Proxmox crashing when using ressources

Baptiste.mrch

New Member
Oct 26, 2023
11
1
1
Hello,

I create this thread because I'm really lost. It's now some times that my Proxmox crashes, I noticed when using a lot of resources.
I'm using a docker container with Photoprism installed on it (using the awesome proxmox helper scripts), and I noticed it used some heavy resources (I put 2 CPU thread and 2go RAM). When I execute a library indexation, I have my 2 CPU thread and my RAM that go likes 80% of usage ONLY for this container.

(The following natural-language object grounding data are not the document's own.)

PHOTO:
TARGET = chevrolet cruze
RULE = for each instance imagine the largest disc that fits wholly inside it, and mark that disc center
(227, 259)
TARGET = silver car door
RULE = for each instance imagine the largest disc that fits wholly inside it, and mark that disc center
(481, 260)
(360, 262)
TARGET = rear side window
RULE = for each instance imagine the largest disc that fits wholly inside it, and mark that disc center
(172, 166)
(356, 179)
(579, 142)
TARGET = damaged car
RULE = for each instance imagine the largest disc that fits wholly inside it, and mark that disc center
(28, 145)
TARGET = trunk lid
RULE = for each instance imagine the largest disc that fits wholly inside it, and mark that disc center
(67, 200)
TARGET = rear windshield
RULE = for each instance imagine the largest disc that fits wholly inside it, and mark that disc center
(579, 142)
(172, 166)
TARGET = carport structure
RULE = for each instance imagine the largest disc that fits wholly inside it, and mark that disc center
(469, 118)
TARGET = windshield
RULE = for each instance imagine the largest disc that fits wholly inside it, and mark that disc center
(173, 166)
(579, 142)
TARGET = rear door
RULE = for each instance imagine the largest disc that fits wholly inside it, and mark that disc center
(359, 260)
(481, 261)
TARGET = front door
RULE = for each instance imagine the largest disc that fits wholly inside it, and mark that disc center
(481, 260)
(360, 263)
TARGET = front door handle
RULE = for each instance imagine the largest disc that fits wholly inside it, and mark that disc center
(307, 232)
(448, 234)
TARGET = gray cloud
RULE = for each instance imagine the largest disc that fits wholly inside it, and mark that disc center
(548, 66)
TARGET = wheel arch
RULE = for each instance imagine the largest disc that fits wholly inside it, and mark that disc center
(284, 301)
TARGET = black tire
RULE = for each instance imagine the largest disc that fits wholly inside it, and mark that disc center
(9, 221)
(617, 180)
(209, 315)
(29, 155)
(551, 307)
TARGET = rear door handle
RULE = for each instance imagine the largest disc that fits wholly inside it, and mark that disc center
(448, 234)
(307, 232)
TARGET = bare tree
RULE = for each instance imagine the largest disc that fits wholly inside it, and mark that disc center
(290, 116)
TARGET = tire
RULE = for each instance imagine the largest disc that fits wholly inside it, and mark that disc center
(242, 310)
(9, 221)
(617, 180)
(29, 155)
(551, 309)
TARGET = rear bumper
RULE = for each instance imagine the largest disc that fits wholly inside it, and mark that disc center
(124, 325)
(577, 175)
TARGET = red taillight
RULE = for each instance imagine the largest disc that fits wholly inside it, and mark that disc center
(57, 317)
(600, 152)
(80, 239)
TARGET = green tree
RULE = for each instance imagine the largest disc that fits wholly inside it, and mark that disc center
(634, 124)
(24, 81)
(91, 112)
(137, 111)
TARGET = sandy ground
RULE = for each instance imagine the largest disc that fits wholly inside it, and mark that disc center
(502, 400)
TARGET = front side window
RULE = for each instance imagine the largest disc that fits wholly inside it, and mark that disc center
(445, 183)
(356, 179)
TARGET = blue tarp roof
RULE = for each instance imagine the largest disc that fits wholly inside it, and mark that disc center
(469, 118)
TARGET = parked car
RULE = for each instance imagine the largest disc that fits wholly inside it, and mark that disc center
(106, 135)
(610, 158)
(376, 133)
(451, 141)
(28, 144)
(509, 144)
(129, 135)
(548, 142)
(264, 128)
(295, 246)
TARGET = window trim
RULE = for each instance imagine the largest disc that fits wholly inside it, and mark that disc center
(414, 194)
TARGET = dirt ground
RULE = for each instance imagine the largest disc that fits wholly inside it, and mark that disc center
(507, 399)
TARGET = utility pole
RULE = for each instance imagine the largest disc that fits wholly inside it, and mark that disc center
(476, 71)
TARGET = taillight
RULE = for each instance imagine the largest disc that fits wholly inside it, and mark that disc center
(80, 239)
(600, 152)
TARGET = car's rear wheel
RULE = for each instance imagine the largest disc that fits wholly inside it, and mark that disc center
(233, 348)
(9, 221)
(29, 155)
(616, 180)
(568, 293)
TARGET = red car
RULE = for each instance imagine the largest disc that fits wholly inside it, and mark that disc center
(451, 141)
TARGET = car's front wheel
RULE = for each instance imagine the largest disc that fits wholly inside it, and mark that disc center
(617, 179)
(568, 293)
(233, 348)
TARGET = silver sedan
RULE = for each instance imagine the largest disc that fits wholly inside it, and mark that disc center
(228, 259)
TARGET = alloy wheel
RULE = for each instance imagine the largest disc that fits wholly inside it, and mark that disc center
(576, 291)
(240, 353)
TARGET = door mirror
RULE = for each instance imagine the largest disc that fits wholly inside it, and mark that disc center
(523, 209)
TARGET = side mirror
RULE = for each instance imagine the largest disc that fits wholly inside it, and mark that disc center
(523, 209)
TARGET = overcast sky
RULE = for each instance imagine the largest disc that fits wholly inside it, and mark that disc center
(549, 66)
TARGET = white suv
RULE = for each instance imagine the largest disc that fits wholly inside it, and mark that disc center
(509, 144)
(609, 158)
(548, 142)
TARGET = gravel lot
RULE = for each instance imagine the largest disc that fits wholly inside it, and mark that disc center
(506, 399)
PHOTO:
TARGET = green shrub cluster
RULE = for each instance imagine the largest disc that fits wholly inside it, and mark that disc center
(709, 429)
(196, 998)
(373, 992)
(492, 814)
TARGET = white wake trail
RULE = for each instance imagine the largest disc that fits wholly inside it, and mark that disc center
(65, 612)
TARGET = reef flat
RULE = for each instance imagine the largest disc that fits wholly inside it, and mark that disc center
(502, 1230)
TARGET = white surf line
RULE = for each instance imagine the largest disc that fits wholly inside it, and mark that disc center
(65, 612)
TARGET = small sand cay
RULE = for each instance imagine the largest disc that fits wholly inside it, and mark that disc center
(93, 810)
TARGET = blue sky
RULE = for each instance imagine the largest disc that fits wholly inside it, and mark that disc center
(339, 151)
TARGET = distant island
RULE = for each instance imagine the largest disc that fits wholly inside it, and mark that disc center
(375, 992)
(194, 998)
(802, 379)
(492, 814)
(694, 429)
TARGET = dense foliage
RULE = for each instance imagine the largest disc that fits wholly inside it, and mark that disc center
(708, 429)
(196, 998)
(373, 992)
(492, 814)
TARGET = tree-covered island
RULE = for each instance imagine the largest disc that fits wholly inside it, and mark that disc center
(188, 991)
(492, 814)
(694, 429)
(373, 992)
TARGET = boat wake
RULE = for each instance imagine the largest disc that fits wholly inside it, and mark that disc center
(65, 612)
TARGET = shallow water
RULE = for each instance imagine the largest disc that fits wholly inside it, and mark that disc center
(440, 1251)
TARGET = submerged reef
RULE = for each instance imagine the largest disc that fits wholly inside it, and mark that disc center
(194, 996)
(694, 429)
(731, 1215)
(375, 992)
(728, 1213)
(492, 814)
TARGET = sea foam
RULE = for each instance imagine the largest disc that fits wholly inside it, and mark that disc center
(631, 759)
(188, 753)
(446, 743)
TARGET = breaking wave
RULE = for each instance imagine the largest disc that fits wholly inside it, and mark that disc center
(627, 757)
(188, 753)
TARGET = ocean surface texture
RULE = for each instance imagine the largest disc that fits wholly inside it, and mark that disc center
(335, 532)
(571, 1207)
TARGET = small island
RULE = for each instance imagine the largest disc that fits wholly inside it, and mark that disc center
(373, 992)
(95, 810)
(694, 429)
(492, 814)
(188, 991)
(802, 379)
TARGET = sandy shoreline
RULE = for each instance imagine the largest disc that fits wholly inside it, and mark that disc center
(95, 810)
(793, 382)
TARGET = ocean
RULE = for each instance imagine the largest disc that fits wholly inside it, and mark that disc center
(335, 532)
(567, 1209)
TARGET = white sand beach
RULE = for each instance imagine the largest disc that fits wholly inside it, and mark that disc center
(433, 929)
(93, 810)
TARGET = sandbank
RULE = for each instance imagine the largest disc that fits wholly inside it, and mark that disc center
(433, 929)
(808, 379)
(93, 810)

The host tells me that it was approximately 50/60% CPU and 60/70% of RAM.

I wonder if I'm not having some bad hardware because I try many things, including updating Proxmox, Processor Microcode, CPU Scaling Governor all from the proxmox helper script. Still have issues.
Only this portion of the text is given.